Michael E. Smith, installation view. Photo: Ben Westoby. Courtesy the artist and Modern Art, London

Michael E. Smith at Modern Art Vyner Street

Through 14 December

Two upturned kayaks lie in Modern Art’s cavernous East End gallery, one in the centre of the floor, one up against the far wall. Someone is bending over and about to place their mucky (probably) hands, palms flattened, onto one of these sculptures by American artist Michael E. Smith. Except they stop, hovering just centimetres about the wood. A low drone emits from under the watercraft. They move their hands and the tone changes. The person, who is clearly in the know, or at least has seen that the work’s material list includes a theremin, starts to inexpertly play the instrument. That the theremin is popularly associated with horror soundtracks sets the tone for the rest of the show. The cold sparsity of Smith’s gesture here is replicated in the gallery’s upper floor, in which just three works are concentrated in one corner.
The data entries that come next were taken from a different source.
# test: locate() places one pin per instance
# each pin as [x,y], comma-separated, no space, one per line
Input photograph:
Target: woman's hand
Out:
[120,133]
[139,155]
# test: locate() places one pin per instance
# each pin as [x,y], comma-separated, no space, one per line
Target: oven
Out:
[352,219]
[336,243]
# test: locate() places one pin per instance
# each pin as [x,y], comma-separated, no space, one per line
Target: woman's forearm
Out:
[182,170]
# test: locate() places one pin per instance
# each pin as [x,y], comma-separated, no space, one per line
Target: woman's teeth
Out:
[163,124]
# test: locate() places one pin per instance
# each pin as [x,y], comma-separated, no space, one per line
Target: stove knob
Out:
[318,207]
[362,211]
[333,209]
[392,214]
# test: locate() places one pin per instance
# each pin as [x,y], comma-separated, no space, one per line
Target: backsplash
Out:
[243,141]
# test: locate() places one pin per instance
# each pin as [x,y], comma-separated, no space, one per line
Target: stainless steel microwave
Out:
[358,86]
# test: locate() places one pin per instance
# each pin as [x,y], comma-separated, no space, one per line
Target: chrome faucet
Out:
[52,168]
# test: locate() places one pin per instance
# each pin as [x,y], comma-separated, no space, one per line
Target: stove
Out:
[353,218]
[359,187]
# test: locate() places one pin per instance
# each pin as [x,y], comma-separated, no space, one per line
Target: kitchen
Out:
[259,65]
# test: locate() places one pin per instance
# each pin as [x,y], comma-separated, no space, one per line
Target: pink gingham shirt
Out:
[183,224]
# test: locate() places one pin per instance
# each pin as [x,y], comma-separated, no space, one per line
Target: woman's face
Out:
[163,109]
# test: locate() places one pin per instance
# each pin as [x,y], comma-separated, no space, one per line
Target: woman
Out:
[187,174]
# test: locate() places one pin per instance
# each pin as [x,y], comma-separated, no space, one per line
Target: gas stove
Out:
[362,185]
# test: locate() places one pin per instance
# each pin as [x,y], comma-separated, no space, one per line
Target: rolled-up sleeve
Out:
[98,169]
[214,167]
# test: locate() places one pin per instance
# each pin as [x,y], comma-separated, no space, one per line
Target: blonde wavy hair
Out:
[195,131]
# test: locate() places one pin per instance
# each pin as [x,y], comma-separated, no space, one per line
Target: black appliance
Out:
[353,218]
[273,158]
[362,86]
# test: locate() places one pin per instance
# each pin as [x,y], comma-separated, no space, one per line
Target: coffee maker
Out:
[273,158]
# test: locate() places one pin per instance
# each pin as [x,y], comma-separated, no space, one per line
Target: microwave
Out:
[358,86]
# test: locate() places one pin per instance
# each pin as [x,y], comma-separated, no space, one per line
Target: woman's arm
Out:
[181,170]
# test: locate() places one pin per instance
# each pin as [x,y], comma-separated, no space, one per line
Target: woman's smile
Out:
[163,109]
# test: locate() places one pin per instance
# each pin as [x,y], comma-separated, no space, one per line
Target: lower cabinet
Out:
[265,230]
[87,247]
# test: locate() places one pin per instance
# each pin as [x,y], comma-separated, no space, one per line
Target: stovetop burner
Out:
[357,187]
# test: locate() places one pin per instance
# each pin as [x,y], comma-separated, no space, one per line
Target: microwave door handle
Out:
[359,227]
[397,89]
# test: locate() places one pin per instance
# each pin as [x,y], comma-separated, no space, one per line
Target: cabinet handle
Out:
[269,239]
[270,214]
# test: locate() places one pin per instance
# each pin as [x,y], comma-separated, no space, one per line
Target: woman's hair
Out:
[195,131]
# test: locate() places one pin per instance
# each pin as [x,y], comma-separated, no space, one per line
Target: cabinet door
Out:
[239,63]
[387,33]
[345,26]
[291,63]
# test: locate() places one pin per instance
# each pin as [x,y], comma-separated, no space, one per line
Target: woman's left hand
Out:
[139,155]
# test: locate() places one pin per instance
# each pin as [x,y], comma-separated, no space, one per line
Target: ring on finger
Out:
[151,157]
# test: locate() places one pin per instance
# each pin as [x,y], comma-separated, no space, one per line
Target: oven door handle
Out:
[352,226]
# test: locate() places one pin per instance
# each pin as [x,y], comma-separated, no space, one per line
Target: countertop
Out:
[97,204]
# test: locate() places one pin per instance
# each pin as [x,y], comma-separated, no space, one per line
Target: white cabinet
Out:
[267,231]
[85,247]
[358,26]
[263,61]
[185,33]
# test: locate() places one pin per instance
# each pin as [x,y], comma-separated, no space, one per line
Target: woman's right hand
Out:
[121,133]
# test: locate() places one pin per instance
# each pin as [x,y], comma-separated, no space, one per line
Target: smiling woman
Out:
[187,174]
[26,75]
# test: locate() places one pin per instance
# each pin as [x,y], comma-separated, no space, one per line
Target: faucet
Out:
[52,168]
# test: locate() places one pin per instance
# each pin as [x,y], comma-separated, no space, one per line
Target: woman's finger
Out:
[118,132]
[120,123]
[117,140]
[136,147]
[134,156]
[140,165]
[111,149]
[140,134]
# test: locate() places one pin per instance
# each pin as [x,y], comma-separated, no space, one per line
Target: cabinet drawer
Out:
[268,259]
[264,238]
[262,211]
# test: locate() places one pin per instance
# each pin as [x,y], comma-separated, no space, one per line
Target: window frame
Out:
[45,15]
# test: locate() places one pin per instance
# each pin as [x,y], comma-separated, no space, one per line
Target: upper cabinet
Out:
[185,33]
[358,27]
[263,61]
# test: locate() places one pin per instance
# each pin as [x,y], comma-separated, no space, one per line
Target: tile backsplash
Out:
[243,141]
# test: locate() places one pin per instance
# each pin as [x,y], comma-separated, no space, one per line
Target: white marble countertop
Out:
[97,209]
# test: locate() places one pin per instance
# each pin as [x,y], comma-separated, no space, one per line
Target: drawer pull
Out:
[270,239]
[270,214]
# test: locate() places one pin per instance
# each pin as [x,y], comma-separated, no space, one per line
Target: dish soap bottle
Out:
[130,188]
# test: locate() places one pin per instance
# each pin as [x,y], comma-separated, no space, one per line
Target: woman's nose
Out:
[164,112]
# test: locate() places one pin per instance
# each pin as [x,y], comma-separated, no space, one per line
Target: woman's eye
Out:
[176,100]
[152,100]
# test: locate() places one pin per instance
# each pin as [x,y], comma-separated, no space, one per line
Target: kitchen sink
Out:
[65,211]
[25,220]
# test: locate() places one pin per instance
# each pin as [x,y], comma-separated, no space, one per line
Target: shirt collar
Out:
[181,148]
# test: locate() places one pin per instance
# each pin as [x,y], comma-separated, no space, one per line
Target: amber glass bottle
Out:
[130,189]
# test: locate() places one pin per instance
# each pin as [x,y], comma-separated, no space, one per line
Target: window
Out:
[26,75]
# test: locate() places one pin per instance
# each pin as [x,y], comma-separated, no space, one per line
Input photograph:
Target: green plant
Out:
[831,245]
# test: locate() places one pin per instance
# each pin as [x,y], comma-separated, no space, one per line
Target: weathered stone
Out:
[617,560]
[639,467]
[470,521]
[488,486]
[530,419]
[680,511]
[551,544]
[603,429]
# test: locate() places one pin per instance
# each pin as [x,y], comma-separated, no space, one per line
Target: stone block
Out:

These untitled assemblages operate between the opposing reference points of minimalism and the American gothic, the sole wall-mounted sculpture, featuring a catfish poking out of a backpack, typical of the eeriness of Smith’s beguiling work.

Stephan Dillemuth, Queens And Princesses, from online exclusive 2 October 2019 Five more to see Frieze Week
Stephan Dillemuth, Queens And Princesses, 1988. Courtesy Le Bourgeois, London

Stephan Dillemuth at Le Bourgeois

5 October – 3 November

Whether by design or chance, landing in Chicago between 1987 and 1989 was a good life move. Or at least it was in the case of German artist Stephan Dillemuth, who, aged thirty-three, arrived with a stipend from the Bavarian government in his pocket. There – and ArtReview imagines it’s the kind of thing you didn’t really have a choice about – he got sucked into the house music scene just as the likes of the Frankie Knuckles and the Hot Mix 5 DJ collective were breaking onto the global stage. Returning home from the sweat of the clubs, Dillemuth started on his Diskodekorationen (disco decorations) series, mad assemblages that range from a shirt adorned with pornographic images to mirrors, some obscured with marker-pen scribbles, featuring postcards and Disney illustrations. They marked a major break from Dillemuth’s earlier figurative paintings, and laid the groundwork for the sculptures the artist has become known for since. Brought together by curator Saim Demircan at this South London artist-run space, these earlier works are definitely worth a break from the madding crowd.